Third, it is important to remember that the transformative use test is one of a series of First Amendment-related tests used by California courts in right of publicity cases, and was developed specifically to deal with visual depictions of celebrities. As such, it does not necessarily provide a good across-the-board test for balancing First Amendment rights against rights of publicity. In particular, the transformative use test makes an awkward fit for other types of expressive works like biographies, docudramas, and reality TV, where interactivity is not an option and where the creator‘s intention may well be to represent a famous person in his or her real-life context. Despite Judge Wolfson‘s helpful determination that courts should look at the creative expression in a work as a whole rather than the celebrity‘s image in isolation, there remains a risk that courts will continue to impose a requirement of physical transformation of the celebrity‘s image or placement of the celebrity in a counter-factual setting, based on a reading of cases like Kirby v. Sega of America, Inc., 144 Cal. App. 4th 47 (Cal. App. 2006), and No Doubt v. Activision, Inc., 192 Cal. App.4th 1018 (2011).
Judge Wolfson herself felt obliged to thread a needle between these two cases, stating that this case presented a “closer call” than either of them. Hart, 2011 WL 4005350, at *20. In the same vein, Judge Wolfson expressly warned future game developers in dicta: “a game developer that bases its work on real players in the context of the games that bring them notoriety . . . may walk a fine line between using reality as a building block for the developer‘s own creative work and exploiting the hard-earned reputation of college players for its own profit,” Id. at *20 (emphasis added).
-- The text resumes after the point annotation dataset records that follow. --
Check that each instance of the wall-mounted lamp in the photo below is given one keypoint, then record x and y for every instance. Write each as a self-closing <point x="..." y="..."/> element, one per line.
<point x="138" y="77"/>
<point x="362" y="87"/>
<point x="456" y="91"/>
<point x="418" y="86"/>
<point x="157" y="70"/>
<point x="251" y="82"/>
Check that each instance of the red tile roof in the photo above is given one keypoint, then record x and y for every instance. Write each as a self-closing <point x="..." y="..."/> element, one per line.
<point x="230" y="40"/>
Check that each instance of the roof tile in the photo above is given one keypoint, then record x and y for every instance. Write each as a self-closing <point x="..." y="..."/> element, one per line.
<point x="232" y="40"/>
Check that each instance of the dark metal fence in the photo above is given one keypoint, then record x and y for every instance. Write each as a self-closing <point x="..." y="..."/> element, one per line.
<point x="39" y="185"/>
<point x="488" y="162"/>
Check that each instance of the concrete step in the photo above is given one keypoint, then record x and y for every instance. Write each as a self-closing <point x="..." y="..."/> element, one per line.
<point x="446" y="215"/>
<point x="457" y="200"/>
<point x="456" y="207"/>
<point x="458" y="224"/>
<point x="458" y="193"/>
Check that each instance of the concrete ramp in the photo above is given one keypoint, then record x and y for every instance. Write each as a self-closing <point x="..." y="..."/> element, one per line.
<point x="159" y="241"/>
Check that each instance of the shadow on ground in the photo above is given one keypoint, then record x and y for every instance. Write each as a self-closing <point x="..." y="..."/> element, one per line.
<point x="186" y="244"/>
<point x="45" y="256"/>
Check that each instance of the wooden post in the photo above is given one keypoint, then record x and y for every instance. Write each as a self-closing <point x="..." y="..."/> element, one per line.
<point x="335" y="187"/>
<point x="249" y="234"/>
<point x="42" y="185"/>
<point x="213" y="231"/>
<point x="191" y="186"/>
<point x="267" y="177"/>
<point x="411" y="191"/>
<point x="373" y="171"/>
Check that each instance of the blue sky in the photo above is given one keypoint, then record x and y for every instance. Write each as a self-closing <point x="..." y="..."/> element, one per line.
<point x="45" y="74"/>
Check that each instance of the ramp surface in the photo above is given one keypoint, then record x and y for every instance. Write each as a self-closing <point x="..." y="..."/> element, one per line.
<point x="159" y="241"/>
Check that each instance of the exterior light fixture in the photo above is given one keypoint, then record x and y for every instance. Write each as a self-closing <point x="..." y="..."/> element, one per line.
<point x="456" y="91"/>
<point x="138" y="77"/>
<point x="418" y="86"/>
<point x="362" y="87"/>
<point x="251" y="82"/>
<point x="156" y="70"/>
Any across-the-board test for balancing First Amendment and publicity rights has to take into account the strong First Amendment and public interests in creation of expressive works that depict real-life individuals in their real-life contexts, something current readings of the transformative use test – at least in the context of video games – still fail to accomplish. This is one of the strengths of the Rogers test, in that it looks primarily to artistic relevance and does not get caught up in the need to “transform” the celebrity‘s name or likeness, something that may continue to trip up future courts applying the transformative use test.
In the New Jersey action, Electronic Arts is represented by Elizabeth McNamara, Chris Robinson, and Sam Bayard from Davis Wright Tremaine LLP, and Bruce Rosen from McCusker, Anselmi, Rosen & Carvelli, P.C. EA is represented in the 9th Circuit appeal of the Keller decision by Davis Wright Tremaine’s Kelli Sager, Al Wickers, Karen Henry, and Lisa Kohn, and Robert A. Van Nest, Steven A. Hirsch, and R. James Slaughter of Keker & Van Nest, LLP.